While personally I find the theory of groups fascinating and could spend far more time exploring than this piece allows, I want to return to the central point that groups are both able to inspire and hold the a strongest of feelings. I asked the question, ”is group therapy a therapy for our time?” And whilst there is obviously no definitive answer to this question, what is important is that therapy in our time should have a way of reflecting on the type of processes that inspire the kind of anxieties that people suffer with and illustrate that their origins are not always from within. Our therapeutic understandings need to be able to place a person in the socio-political context that permeates the individual, and both give an understanding of what inspires anxieties and make conscious how those anxieties come to reside there in the first place.

In addition to this, therapy needs locate us within our own personal potential to split and inspire in us a greater understanding of what influences our splitting. There resides within us an understandable desire for a charismatic leader(s) to rescue us from our most primitive fears, a desire which drives us to project not just the worst of ourselves, but also the best of ourselves into the other – depleting our own internal resources. It is group analysis and group therapy that can most usefully offer this in my understanding.

Lastly, there is a brief point referred to earlier regarding narcissism. I made the point that in our time often what can be described as serious narcissism and self entitlement is celebrated and defended within our society – the banking crisis and the defence of those that maintain it, whilst scapegoating the poor, being the most obvious of the current examples of this. However, in groups it is my experience that narcissistic processes either within a group’s membership or within the therapist themselves remain unchallenged. Actually, group analysis has a unique unfathomable way of both inspiring a person’s narcissistic traits to be present and challenging them when they do. However, that is another paper altogether. But needless to say, the benefits of challenging the cult of narcissism would have far reaching positive outcomes.

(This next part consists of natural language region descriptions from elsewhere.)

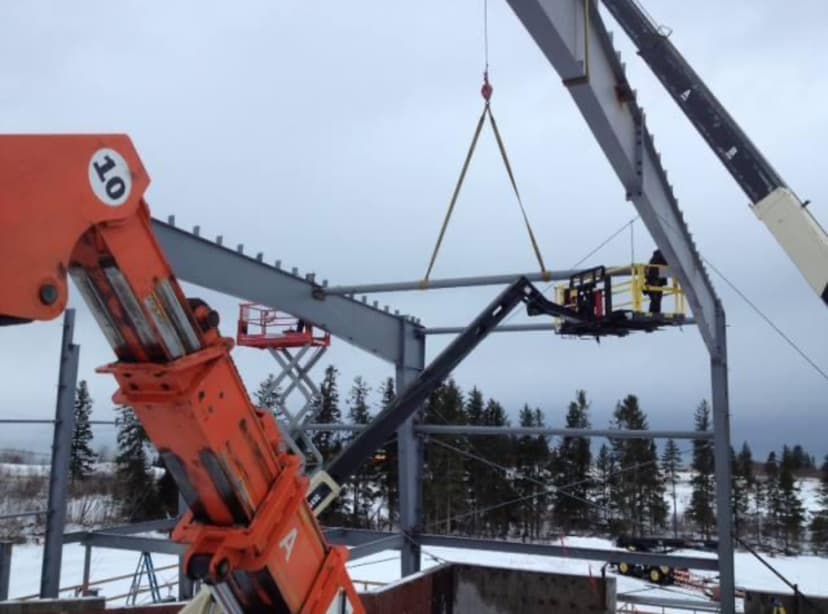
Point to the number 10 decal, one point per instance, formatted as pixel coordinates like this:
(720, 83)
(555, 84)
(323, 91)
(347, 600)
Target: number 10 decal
(109, 177)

I started with a point that what we know about groups was inspired by the need to treat the sufferers of the worst conflicts the world has known. Today, conflict – whist not as explicit as the wars of the 20th century – is waged in ideology and economics as much as conflict with weapons. As such, I believe the group is required to illustrate the processes that underpin the split positions that allows for such sadism, and at the same time acknowledges that, like then, there are many distressed people traumatised by those same processes. Groups are ideal to support and hold the most serious of traumas.